LAHORE – An accountability court in Lahore granted the National Accountability Bureau (NAB) 10-day physical remand of Pakistan Muslim League-Nawaz (PML-N) leaders Khawaja Saad Rafique and his brother Salman Rafique.
Tight security arrangements were put in place when the Khawajas were produced before the NAB court in connection with the Paragon Housing Society scam, with party loyalists raising slogans against the detention of the leaguers.
‘Tera bhai, mera bhai, Saad Bhai Saad bhai,’ was one of the slogans raised outside the court premises in a show of support to the politician.
NAB had presented the brothers in the accountability court and requested their 15-day physical remand, however, the court approved the request for 10 days.

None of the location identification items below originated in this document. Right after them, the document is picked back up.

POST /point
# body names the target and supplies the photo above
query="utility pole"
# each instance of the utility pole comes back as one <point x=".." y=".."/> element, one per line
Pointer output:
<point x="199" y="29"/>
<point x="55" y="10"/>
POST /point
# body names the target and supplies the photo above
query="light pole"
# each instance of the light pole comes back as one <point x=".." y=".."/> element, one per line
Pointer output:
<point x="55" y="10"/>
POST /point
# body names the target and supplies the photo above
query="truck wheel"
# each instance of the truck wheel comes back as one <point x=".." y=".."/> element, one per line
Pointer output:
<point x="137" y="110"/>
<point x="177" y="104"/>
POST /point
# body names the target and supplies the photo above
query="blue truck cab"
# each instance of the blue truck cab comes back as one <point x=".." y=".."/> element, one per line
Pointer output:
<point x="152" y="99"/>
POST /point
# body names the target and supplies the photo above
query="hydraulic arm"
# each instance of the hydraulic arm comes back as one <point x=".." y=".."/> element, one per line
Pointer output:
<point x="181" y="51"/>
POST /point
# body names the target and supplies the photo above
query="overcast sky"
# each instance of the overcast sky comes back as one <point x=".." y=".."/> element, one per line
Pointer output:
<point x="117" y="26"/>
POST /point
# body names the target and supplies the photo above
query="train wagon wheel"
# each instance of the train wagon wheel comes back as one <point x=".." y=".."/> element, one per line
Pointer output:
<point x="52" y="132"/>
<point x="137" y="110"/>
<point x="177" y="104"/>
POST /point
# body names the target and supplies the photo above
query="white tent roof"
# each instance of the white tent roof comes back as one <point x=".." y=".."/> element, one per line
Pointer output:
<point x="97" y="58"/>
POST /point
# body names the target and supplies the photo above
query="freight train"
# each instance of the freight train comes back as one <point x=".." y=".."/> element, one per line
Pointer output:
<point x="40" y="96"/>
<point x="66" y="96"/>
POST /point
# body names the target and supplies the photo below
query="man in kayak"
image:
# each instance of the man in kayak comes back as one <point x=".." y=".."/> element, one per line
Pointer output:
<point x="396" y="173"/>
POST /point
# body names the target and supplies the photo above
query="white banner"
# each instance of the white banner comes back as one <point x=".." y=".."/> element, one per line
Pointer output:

The politicians would be produced before the court again on December 22nd.
The duo was arrested from the Lahore High Court a day earlier after their interim bail was not extended by the court.
The brothers are under the radar of NAB in the Paragon Housing Society scam located in Lahore.
During the last hearing, the bureau’s prosecutor said that NAB was conducting its investigation against the Khawaja brothers on the basis of the law and added that they were ‘certainly’ linked to the Paragon Housing Society; Saad Rafique denies any links with the private housing society.
“Rafique’s wife had partnered with Qaisar Amin Butt in the housing scheme, and that the brothers had received money from the housing society,” the prosecutor alleged.
The prosecutor claimed that the Khawaja brothers have admitted that they took millions of rupees as commission adding that Saad’s brother-in-law was also a partner in the society.
“If money is earned through illegal means and still mentioned in tax returns, it doesn’t make it legitimate,” he contended before the bench.
The NAB prosecutor argued that in a statement given to NAB, Shahid Butt, another accused, had alleged that Saad attended every meeting and issue people allotment letters.
On the occasion, Advocate Azam Nazir Tarar, the brothers’ counsel informed the court that their clients had not skipped even one of the hearings.